Sarkozy was spared the indignity of being taken from the Paris courtroom where he was convicted in September in handcuffs directly to prison and allowed to travel to the facility himself at the date now announced. Yet his being ordered to go to prison is nevertheless remarkable as the custodial sentence is not being held until the appeals process is complete.
The legal device used to activate the punishment while the case goes to appeal is unusual, but is the same used against French sovereigntist Marine Le Pen. The presidential candidate, who was convicted in an embezzlement case, had a judge order her ban on participating in any election begin immediately, even though she is appealing the conviction, which in normal times would be held until the legal process is exhausted.
Speaking at the time of Sarkozy’s conviction last month, Le Pen reflected of this apparent judicial activism which in her case would deny the French people the opportunity to vote for the poll-leading candidate for the next President of France, should a snap election take place: “this is a great danger with regard to the great principles of our law, first and foremost among which is the presumption of innocence.”

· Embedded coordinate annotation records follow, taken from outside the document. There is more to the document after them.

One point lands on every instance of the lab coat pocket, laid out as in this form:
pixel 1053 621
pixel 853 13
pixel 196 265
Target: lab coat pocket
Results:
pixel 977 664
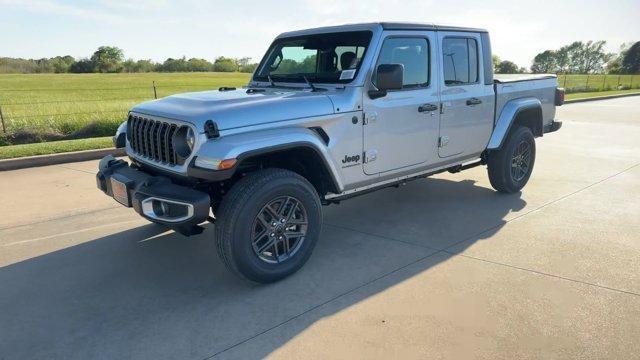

Former President Sarkozy will be held in solitary confinement once in prison, reports Le Figaro, as it is considered too dangerous for him to mix with the general prison population.
Coincidentally, the prison Sarkozy is being sent to is the same facility where a former “friend” of Jeffrey Epstein was discovered dead, hung in his cell, by prison guards in 2022. The modelling agent who was suspected of being a “pimp” to Epstein was being held on remand pending a court case over rapes of children where his relationship with the disgraced financier was to be discussed.
Sarkozy has protested his innocence and insists the legal campaign against him is politically motivated, and an act of revenge. As reported at the time of his conviction:
Sarkozy said the initial claims against him, now made well over a decade ago, were fakes by the Libyan government “Gaddafi clan” and its agents as an act of revenge against him, because he’d sided with rebels during the Arab Spring and had supported the notion of getting Colonel Gaddafi out of power. This is not exactly proven, but the court has latterly acknowledged that some of the earliest documents making allegations against Sarkozy are in fact fakes.
Sarkozy decried what he called a political witch-hunt against him from the court house on Thursday and railed against the judges. He said even if he had to go to prison, he would do so with his conscience clear. Sarkozy thundered: “If they absolutely want me to sleep in prison, I will sleep in prison. But with my head held high. I am innocent. This injustice is a scandal.
French broadsheet Le Figaro reports Sarkozy warned the public that: “What happened today is extremely serious for the rule of law, for the confidence we can have in justice” and vowed he would appeal to prove his “innocence”. He continued: “I ask the French people – whether they voted for me or not, whether they support me or not – to grasp what has just happened. So, hatred truly knows no limits”.